Eine Delegation aus Kanada präsentierte einen Dokumentarfilm, der den Kampf der First Nations gegen die Ausbeutung ihres Landes beleuchtet. Der Film zeigt ihre Bemühungen, ihr Land vor der Zerstörung zu schützen, und macht deutlich, mit welchen Mitteln Konzerne – unterstützt von der kanadischen Regierung – die Rechte dieser indigenen Völker untergraben. Bis in die 1970er-Jahre erkannte die kanadische Regierung den First Nations nicht einmal das Recht auf Existenz zu. Aus der Distanz betrachtet entsteht der Eindruck, dass ihr Weiterbestehen bis heute nicht wirklich erwünscht ist.

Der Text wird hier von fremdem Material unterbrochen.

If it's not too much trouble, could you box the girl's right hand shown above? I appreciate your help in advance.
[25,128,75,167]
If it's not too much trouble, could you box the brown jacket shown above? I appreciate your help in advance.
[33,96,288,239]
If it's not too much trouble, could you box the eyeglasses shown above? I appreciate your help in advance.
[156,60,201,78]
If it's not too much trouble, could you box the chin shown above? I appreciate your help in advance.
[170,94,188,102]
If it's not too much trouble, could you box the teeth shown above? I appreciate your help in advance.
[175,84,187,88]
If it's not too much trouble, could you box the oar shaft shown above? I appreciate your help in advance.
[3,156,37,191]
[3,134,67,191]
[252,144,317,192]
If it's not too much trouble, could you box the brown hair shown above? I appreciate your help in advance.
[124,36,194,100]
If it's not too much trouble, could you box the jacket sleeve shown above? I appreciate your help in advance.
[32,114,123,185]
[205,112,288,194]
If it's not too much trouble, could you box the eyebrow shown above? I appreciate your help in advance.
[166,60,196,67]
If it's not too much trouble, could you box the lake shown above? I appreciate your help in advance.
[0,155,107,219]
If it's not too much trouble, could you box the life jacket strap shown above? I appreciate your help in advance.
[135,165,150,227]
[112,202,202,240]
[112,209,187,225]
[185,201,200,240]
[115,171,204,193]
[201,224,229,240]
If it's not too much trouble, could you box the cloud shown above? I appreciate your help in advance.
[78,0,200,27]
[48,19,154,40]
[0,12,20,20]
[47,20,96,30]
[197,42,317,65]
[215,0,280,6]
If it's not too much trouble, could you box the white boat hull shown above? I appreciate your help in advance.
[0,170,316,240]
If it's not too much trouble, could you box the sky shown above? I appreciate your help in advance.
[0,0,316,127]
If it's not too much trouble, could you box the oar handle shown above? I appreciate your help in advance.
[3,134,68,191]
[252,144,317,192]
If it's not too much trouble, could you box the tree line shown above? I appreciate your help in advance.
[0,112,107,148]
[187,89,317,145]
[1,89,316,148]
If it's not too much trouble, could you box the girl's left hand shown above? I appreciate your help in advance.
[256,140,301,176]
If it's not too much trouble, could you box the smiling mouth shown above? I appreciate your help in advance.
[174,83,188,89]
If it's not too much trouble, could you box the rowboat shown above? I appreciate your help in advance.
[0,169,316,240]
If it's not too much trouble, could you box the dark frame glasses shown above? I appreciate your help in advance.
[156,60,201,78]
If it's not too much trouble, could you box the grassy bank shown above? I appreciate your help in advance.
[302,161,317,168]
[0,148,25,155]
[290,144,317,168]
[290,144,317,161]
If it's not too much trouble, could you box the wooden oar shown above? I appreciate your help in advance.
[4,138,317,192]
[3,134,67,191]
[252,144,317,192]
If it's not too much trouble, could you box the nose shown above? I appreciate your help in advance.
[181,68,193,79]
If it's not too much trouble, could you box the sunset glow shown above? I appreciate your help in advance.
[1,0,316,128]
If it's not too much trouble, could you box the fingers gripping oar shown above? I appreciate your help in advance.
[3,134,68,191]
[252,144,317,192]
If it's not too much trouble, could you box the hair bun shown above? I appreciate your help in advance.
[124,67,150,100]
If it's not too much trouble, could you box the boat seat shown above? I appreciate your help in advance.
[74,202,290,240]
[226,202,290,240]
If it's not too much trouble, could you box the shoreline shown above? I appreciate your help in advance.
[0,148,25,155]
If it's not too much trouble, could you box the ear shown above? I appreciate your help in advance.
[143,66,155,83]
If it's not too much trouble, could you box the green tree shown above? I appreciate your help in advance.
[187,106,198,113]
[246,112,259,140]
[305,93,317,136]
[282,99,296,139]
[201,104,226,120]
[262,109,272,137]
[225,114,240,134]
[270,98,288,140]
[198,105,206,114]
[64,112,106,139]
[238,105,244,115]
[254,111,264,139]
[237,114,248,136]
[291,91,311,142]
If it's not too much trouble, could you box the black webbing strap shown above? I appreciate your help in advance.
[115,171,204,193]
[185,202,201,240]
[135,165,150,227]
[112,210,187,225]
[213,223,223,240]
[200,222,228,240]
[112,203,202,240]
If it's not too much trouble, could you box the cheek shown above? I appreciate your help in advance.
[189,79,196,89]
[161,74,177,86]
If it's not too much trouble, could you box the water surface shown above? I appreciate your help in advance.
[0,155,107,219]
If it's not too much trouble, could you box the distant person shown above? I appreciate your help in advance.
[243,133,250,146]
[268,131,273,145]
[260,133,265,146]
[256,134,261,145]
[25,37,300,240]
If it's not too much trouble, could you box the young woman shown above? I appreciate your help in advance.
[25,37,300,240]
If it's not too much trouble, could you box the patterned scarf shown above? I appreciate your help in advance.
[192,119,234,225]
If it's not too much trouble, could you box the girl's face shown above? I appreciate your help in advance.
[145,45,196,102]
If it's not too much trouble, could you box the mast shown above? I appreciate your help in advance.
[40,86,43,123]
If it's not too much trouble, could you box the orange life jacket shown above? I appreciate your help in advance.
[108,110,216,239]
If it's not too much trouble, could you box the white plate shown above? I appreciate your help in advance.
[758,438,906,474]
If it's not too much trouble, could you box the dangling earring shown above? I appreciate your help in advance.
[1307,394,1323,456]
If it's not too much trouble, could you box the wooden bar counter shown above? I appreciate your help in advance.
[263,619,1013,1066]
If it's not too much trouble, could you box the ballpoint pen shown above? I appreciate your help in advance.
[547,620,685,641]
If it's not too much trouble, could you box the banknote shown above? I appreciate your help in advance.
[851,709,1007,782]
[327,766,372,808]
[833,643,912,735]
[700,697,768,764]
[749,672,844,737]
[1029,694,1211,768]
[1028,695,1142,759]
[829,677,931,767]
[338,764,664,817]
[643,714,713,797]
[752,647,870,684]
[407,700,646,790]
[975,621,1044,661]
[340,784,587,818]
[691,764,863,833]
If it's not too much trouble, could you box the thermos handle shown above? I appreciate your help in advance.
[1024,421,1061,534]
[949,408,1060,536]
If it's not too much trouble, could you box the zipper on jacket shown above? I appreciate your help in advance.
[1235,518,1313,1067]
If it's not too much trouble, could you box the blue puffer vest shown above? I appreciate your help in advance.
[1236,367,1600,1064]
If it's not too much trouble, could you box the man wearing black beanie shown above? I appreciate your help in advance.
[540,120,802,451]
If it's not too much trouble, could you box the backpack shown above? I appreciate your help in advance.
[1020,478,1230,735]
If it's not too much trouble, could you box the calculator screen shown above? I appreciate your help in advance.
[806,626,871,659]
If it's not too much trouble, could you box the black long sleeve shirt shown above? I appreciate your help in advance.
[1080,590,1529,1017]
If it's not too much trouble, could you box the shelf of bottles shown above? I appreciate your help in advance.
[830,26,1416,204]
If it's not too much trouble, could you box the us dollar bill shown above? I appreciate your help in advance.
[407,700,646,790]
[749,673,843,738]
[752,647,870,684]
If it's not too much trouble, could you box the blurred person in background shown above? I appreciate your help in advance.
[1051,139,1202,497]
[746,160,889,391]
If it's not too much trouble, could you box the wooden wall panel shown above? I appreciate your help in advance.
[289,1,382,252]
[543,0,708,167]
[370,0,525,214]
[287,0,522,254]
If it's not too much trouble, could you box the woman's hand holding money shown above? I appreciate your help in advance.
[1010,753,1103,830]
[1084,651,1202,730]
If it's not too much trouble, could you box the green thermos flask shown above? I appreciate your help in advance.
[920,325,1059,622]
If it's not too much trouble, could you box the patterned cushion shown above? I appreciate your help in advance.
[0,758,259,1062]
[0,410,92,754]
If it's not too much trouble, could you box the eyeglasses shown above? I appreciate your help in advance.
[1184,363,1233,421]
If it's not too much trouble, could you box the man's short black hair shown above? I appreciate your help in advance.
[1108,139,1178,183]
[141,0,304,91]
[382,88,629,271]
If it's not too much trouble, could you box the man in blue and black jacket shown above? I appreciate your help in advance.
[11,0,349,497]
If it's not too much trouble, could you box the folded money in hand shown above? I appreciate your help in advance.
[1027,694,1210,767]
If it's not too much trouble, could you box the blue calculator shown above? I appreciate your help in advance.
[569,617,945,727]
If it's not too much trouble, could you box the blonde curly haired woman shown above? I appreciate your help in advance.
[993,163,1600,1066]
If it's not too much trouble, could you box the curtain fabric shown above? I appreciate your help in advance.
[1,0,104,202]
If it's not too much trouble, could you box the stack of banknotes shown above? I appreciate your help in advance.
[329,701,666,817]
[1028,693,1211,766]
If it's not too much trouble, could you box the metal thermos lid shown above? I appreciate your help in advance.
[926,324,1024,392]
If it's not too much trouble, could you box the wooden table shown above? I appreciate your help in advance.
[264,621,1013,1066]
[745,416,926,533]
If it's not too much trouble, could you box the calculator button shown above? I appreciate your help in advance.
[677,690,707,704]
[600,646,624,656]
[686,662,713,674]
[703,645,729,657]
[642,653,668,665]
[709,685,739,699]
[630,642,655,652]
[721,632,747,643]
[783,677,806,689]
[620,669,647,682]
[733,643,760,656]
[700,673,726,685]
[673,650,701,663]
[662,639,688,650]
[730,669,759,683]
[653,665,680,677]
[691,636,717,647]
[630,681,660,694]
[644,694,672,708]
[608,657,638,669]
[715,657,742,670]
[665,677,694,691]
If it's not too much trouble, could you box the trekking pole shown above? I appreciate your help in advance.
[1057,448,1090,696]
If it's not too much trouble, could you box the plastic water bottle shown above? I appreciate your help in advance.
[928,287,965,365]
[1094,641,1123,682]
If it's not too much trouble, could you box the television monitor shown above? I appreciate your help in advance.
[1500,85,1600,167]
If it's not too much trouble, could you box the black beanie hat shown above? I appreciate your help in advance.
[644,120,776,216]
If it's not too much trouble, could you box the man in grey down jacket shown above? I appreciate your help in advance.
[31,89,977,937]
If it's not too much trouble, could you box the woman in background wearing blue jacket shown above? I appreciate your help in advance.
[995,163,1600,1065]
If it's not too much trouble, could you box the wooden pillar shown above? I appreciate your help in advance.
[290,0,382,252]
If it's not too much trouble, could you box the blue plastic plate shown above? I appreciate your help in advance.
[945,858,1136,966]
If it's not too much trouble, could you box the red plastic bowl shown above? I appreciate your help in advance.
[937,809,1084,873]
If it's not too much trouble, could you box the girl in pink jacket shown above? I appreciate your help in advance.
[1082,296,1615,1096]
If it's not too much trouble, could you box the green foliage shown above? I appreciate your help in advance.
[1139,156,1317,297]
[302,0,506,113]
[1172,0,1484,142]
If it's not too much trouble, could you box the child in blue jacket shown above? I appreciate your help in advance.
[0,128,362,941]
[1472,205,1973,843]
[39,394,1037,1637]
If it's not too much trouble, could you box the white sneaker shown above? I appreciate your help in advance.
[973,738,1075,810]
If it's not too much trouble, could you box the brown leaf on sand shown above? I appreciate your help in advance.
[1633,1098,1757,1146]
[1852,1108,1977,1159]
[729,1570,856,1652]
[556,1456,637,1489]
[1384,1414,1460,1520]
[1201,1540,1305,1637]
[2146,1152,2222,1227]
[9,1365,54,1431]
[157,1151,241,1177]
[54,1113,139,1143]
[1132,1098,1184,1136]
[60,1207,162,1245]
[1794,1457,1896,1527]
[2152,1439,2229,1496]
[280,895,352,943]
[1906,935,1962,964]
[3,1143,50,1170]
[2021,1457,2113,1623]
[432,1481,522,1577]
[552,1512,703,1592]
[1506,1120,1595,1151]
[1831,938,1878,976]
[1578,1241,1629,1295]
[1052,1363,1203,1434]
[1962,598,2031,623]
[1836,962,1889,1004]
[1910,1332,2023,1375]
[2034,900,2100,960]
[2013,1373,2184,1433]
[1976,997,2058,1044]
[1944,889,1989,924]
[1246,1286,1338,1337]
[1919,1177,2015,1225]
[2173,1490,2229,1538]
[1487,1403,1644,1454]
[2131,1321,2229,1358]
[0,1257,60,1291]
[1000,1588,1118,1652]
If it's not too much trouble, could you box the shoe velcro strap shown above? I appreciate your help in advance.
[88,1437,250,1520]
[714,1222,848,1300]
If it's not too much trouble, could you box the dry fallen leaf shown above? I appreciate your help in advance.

Eine gerechte Energiewende, die Menschenrechts- und Umweltrechtsverletzungen verhindert, wird von uns allen viel verlangen – insbesondere von den Menschen im sogenannten globalen Norden. Vor allem wir privilegierten weißen Menschen müssen uns den tatsächlichen Herausforderungen stellen und bereit sein, auf die Privilegien zu verzichten, die wir uns historisch bedingt weiterhin erlauben, in Anspruch zu nehmen.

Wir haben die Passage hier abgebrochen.